Tuesday, May 04, 2010

Culture Wars in Canada's Boomerland

A few years ago I joined Canada's imitation AARP, suitably called CARP, and for a few years enjoyed getting their monthly magazine featuring various life insurance policies , supposedly (but not really) discounted car insurance offers, and endless articles on medical problems.
About a year ago, entirely unanticipated by me, I started getting some new form of magazine, from CARP - though I had to do some detective work to figure it out, featuring highly active and high-profile old coots like me! Well, not like me, because they were all so cool. The reinvisioned CARP magazine was Zoomer!
When I learned that Moses Znaimer had taken a key role in CARP it was pretty obvious what had happened; this guy has such been a great creative force in Canada. He created the CITY TV network, one of the most delightful things ever to happen in Canadian media; and with it an incredible infusion of new immigrants into the roles of key faces on Toronto TV screens. Though he no longer has control of most of this media, his influence shows through every minute watching his old stations and it is lovely.
He was the builder of some of the best multicultural aspects of Canadian Life. (And there are lots of crappy ones, but none I currently attribute to him - mostly to various government people.)
So what does Zoomer get from the National Post? A peevish complaint!?
Well, I kind of understand the point - it is a lot of pressure to feel you should be out jogging and bicycling and all that, oh and walking in high heels, and taking exciting vacations, and all that. But in my early 60s I welcome the small pressure it puts on to keep my on the treadmill and the bike and out jogging.

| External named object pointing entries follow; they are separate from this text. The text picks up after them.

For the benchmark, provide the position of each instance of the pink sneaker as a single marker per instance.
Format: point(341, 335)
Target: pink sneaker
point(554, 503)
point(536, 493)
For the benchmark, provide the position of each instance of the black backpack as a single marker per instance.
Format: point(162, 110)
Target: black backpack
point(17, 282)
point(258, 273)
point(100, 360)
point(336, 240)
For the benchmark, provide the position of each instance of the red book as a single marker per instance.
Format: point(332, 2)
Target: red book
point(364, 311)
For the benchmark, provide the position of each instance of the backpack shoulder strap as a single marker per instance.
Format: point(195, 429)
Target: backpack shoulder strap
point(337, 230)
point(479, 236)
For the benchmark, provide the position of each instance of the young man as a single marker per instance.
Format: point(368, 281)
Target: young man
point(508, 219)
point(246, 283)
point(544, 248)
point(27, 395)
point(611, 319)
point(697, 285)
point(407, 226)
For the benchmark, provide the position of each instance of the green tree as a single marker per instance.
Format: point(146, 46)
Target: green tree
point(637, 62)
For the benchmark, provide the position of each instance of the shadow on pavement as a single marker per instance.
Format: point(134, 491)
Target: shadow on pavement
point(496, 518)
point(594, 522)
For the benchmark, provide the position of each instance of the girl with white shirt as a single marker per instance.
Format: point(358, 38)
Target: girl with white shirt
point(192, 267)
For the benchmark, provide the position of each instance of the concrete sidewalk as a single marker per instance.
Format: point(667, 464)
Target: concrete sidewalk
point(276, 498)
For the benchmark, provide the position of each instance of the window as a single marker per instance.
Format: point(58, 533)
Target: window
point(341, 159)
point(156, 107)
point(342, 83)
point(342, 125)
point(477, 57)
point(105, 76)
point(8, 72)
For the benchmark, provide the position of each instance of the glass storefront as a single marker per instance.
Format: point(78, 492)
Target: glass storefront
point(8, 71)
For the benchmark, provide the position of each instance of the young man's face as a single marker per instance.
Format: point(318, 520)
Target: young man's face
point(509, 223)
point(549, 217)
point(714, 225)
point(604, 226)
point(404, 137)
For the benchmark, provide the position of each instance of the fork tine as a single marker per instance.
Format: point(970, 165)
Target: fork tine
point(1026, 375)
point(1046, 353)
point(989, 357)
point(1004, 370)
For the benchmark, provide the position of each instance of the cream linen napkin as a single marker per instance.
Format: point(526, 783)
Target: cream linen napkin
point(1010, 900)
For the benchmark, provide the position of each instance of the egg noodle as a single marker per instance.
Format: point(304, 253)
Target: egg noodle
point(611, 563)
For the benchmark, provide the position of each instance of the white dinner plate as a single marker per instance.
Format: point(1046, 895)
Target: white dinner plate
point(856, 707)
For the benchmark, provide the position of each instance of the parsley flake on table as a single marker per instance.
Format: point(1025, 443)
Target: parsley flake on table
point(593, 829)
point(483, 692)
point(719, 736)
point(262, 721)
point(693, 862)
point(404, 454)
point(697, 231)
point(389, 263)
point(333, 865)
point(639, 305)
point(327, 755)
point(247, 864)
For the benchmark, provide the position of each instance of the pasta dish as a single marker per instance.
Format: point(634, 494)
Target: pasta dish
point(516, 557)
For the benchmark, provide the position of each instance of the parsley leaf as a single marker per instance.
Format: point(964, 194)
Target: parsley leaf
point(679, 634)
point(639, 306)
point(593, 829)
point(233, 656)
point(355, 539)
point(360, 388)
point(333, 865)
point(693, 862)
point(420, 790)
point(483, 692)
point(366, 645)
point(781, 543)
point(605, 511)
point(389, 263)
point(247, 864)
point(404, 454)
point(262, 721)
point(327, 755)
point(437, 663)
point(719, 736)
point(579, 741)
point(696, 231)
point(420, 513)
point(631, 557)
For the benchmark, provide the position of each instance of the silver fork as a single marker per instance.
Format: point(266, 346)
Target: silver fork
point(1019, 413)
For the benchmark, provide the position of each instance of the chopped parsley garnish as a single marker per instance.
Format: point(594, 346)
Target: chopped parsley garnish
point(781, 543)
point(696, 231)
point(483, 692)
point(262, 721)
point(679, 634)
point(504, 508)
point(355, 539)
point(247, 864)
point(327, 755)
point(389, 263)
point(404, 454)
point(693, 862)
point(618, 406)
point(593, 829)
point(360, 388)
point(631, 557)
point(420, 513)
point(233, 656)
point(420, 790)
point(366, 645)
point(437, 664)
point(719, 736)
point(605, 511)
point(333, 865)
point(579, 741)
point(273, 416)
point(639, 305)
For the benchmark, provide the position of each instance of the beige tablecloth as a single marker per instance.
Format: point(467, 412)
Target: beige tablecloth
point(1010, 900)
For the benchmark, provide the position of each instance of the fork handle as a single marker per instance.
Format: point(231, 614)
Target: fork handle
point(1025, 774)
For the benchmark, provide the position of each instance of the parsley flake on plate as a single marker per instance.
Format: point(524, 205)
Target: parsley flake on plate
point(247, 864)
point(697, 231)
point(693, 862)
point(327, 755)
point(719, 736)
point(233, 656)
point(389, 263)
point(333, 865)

I think Moses, who is one of the great creative geniuses of my generation, or maybe just before it, who deserves the last word:
Zoomer is comprehensive, not "schizophrenic." Is a women's magazine schizophrenic because it offers recipes as well as stories about violence against women in the Congo? The very concept of what it means to age is now being redefined by all demographics within the larger 45+ cohort. How one responds to aging is a deeply personal choice and Zoomer offers its readers the option to embrace the challenges and changes aging brings without feeling pressured into any one mould. As Ms. Silcoff's mother seems to share this view, I am happy to offer her a complimentary subscription to our magazine.
And, as we are not ageist, the offer stands for Ms. Silcoff as well.
The smartest guys in the room often stand out easily.